I had borrowed a miter box from a friend. I had her nail punch, too. I knew how to use the nail punch, and I had bought some wood putty to fill in the holes made after recessing the nails. I was ready to rock and roll.
I was ready except for one small thing. I had no idea how to use the miter box. I had a handsaw, but the blade was somewhat rusted and dull. I tried cutting the boards so they would fit together in the corner. I cut and tried to push them together, but nothing I was doing worked very well. I did the best I could.
I used the jig saw to cut them to the right length. No problem there. I decided to use the wood putty to fill in the gaps, and smooth it out, but before I did that, I had to nail them to the wall. I had marked the wall for the right height. I used my level. The only problem was that the wood was hard, and the nails were harder to hammer into the board than I had imagined.

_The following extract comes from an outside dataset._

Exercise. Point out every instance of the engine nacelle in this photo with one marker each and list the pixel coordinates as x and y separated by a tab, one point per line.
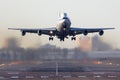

This was turning into a total disaster. I hammered, and the wood slipped. I hammered and the nails bent. I hammered, and the drywall got chipped up. After more time than I care to disclose, I got this 3′ X 3′ section of chair rail up in that corner. It looked hideous where it met in the corner. I hid the uneven cut in the corner with the wood putty. Most of the rest was hidden behind the chair, which was a blessing.
I never painted it. A few months later, I had some windfall money, and I hired professionals to come in and remove the bad job I had done. They put up chair rail in the entire living room, and later, I painted it, and I caulked it: two things I knew I could do well. It looks lovely and perfect.
Part of my problem was not having a table saw. It would have made my job easier. I still don’t have one. I used the money I would have spent on a table saw to hire the same guys to come back and put chair rail in the dining room. I had learned my lesson: some jobs just really require a professional to do them.